Providers can’t help patients meet the requirements of the “Best Ever” law

Because the “Best Ever” law is such a mess, Dr. Andrew Talbott is one of the few health care providers in Utah who is willing to work with patients on cannabis possibilities. Though Dr. Talbott would have been able to help many patients under Prop 2, he says that he will not even attempt to meet the requirements of HB 3001, should they ever be implemented. Why? He could lose his ability to prescribe all medications.

As The Utah Bee reported since Prop 2 opponents first announced the “compromise,” doctors can only “recommend” medical cannabis. They cannot “prescribe” cannabis, as the LDS Church initially would have required. Because this poison pill was so easily apparent, medical cannabis opponents shifted from “prescribe” to “recommend in dosage form.” As The Utah Bee reported—and as Dr. Talbott confirmed this week—“recommend in dosage form” is just an alternative way of saying “prescribe.” Dr. Talbott—and all providers—would fall out of the safe harbor that exists in all other medical cannabis states, were they to follow Utah’s “recommend in dosage form” requirement.

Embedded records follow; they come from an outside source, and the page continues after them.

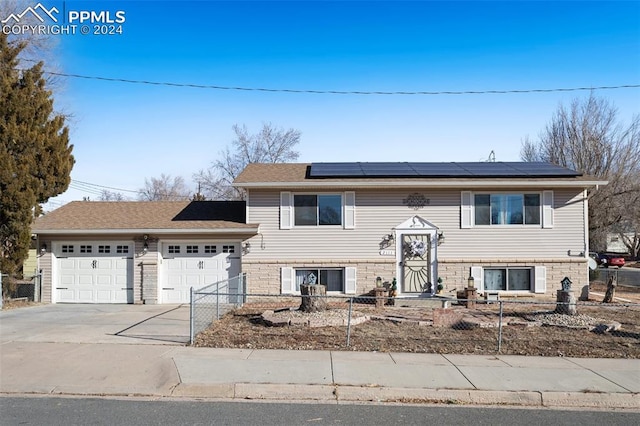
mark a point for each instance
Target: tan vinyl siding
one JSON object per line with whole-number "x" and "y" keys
{"x": 44, "y": 265}
{"x": 377, "y": 212}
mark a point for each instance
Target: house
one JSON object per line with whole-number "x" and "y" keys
{"x": 138, "y": 252}
{"x": 616, "y": 242}
{"x": 516, "y": 228}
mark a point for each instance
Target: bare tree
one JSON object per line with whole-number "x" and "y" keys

To me, the “Best Ever” cannabis law would allow patients to actually possess and use cannabis. The “Worst Ever” cannabis law would not. It’s a simple Utah Syn-crete/Cold Fusion analysis: beyond the talk and celebrations, to not be total crap, the thing actually has to work.

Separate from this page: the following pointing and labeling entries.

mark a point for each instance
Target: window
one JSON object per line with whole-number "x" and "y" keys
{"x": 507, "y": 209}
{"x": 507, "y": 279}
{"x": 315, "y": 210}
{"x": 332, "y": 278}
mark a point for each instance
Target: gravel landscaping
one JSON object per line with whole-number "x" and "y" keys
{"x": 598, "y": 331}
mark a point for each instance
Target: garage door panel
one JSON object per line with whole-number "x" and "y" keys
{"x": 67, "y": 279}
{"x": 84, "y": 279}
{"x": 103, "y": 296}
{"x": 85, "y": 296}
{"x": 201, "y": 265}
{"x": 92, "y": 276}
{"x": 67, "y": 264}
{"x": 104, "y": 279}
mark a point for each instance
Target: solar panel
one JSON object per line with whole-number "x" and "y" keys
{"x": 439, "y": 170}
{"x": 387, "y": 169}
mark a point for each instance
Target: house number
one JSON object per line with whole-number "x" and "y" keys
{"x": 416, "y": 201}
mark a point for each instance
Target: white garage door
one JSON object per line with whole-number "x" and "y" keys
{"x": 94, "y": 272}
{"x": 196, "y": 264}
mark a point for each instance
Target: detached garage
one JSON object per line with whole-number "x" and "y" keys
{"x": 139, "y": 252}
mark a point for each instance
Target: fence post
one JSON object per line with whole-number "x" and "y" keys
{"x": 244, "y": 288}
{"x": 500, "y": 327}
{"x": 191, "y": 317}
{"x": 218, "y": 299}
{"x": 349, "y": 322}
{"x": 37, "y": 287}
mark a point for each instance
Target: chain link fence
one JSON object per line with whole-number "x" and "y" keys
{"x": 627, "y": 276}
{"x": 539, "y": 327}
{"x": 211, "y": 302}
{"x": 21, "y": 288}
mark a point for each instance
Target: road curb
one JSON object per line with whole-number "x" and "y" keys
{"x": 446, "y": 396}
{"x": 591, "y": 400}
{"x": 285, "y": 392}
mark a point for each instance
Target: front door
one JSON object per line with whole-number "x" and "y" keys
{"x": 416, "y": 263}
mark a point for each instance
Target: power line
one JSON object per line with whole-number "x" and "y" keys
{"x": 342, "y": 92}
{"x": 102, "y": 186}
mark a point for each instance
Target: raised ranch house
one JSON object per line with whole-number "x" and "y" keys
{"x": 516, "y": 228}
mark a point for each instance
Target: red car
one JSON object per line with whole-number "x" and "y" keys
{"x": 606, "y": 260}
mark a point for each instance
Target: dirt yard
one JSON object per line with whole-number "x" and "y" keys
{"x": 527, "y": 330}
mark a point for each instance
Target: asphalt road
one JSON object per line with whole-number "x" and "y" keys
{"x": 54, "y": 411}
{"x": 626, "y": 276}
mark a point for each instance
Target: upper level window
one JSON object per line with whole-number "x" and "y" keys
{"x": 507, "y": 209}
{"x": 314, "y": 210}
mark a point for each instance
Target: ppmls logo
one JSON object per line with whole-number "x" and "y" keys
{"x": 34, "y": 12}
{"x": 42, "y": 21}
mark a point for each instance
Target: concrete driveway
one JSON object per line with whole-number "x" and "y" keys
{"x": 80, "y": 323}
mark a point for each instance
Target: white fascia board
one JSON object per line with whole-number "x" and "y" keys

Both sides in a battle have “best ever” goals. One side’s “best ever” is the other side’s “worst ever.” To really judge whether Utah’s cannabis law is the “best ever,” we need to know the intent of the people who are praising themselves. Why did they repeal Prop 2 and replace it with HB 3001?

Remember that (former) Speaker Hughes and most of the Utah Legislature were very opposed to medical cannabis before the LDS (Mormon) Church changed course in August and told them they were for medical cannabis, IF it met conditions the church would dictate later. It is possible that the opposition’s strategy changed but the intent didn’t. If the intent of repealing Prop 2 and replacing it with HB 3001 was to put words on paper that dishonestly ensure patients will not actually receive medical cannabis, then, yes, HB 3001 is amazing. Already it has failed in 3 huge ways. Hiding “NO!” in 6151 lines of text that are supposed to say “yes” is evil genius. Houdini couldn’t do that. If HB 3001 is meant to fail like Syn-crete and Cold Fusion, then it clearly is the best-designed cannabis law ever.